Trace for main.assertion.3:

State 26 file ptrs.c function main line 12 thread 0
----------------------------------------------------
  ptr=&b (00000011 00000000 00000000 00000000 00000000 00000000 00000000 00000000)

Assumption:
  file ptrs.c line 13 function main
  ptr == &a || ptr == &b

State 30 file ptrs.c function main line 15 thread 0
----------------------------------------------------
  dummy_a=&a (00000010 00000000 00000000 00000000 00000000 00000000 00000000 00000000)

State 32 file ptrs.c function main line 16 thread 0
----------------------------------------------------
  dummy_b=&b (00000011 00000000 00000000 00000000 00000000 00000000 00000000 00000000)
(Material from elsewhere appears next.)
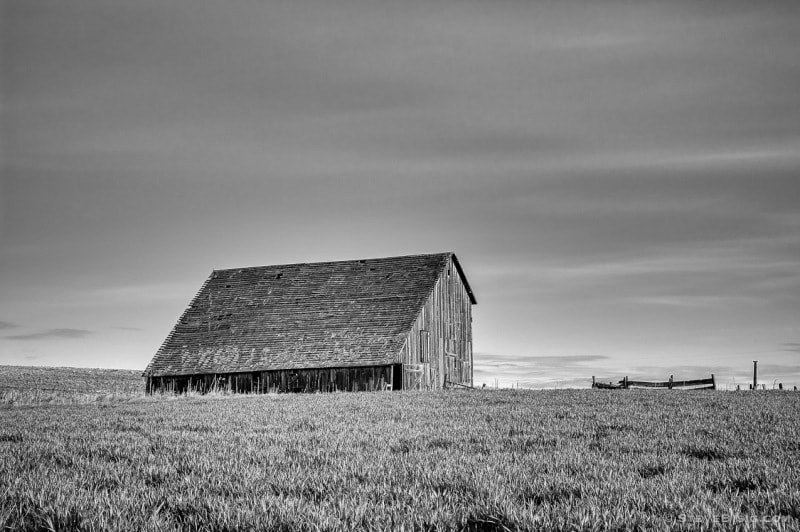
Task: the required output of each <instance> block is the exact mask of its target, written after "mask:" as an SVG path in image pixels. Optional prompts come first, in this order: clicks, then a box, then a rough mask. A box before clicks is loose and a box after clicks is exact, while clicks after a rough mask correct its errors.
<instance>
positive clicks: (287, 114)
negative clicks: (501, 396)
mask: <svg viewBox="0 0 800 532" xmlns="http://www.w3.org/2000/svg"><path fill="white" fill-rule="evenodd" d="M0 17H1V18H0V20H1V22H0V24H2V26H0V39H2V41H0V42H2V64H1V66H2V69H0V76H2V77H1V78H0V83H1V85H0V87H1V88H2V100H0V111H1V112H2V115H0V117H1V118H2V123H1V124H0V125H1V126H2V130H0V135H1V136H0V141H1V142H0V147H1V148H0V149H1V150H2V151H0V158H1V159H0V161H1V162H2V167H0V170H1V171H2V180H0V364H15V365H48V366H76V367H107V368H131V369H143V368H144V367H145V366H146V365H147V363H148V362H149V360H150V358H151V357H152V356H153V355H154V354H155V352H156V350H157V349H158V347H159V346H160V344H161V342H162V341H163V340H164V338H165V337H166V335H167V334H168V333H169V331H170V330H171V329H172V327H173V325H174V324H175V322H176V321H177V319H178V317H179V316H180V314H181V313H182V312H183V310H184V309H185V308H186V306H187V305H188V303H189V301H190V300H191V299H192V297H193V296H194V294H195V293H196V292H197V290H198V289H199V288H200V285H201V284H202V283H203V281H204V280H205V279H206V277H208V275H209V274H210V272H211V271H212V270H213V269H222V268H233V267H244V266H256V265H267V264H282V263H297V262H315V261H329V260H340V259H341V260H346V259H355V258H369V257H384V256H396V255H406V254H417V253H434V252H441V251H454V252H455V253H456V254H457V256H458V257H459V260H460V262H461V264H462V266H463V267H464V270H465V273H466V275H467V278H468V280H469V282H470V284H471V286H472V288H473V290H474V292H475V295H476V297H477V300H478V304H477V305H476V306H475V307H474V308H473V311H474V312H473V317H474V323H473V329H474V330H473V333H474V349H475V355H474V356H475V383H476V384H478V385H480V384H481V383H484V382H485V383H487V384H489V385H493V384H494V383H495V382H496V383H498V385H500V386H509V385H519V386H526V387H572V386H575V387H585V386H589V384H590V382H591V376H592V375H595V376H597V377H598V378H599V379H604V380H606V381H608V380H612V379H613V380H617V379H620V378H622V377H623V376H625V375H627V376H629V378H631V379H650V380H666V379H667V378H668V377H669V375H675V378H676V379H680V378H689V379H690V378H704V377H707V376H708V375H709V374H710V373H714V374H715V376H716V379H717V383H718V384H719V385H720V387H722V388H726V387H728V388H730V387H734V386H735V385H736V384H746V383H748V382H752V361H753V360H758V361H759V373H760V382H762V383H765V384H767V385H768V387H772V386H773V385H774V384H775V383H776V382H783V383H784V384H785V385H798V386H800V319H798V318H800V207H799V206H800V32H798V31H797V28H798V27H800V3H798V2H796V1H795V0H790V1H769V0H767V1H764V2H752V1H729V2H697V1H696V0H691V1H689V0H686V1H681V0H676V1H666V2H662V1H658V2H657V1H646V0H645V1H612V0H601V1H591V2H590V1H584V2H579V1H571V0H564V1H557V2H556V1H533V0H531V1H523V0H404V1H402V2H388V1H382V0H335V1H331V0H262V1H256V0H233V1H230V2H217V1H214V2H211V1H207V0H171V1H170V2H163V1H161V0H138V1H136V2H122V1H116V0H103V1H101V0H70V1H69V2H63V1H60V0H47V1H45V0H7V1H5V2H2V4H1V7H0Z"/></svg>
State 34 file ptrs.c function main line 17 thread 0
----------------------------------------------------
  dummy_ptr=&b (00000011 00000000 00000000 00000000 00000000 00000000 00000000 00000000)

State 36 file ptrs.c function main line 18 thread 0
----------------------------------------------------
  dummy_ptr_value=1073741824 (01000000 00000000 00000000 00000000)

Violated property:
  file ptrs.c function main line 21 thread 0
  assertion ptr->value == 0 || ptr->value == 1
  !((signed long int)(signed long int)!(ptr->value == 0 || ptr->value == 1) != 0l)



** 1 of 3 failed (2 iterations)
VERIFICATION FAILED

[feliperodri]

@remi-delmas-3000 haven't you address this issue with the latest DFCC work?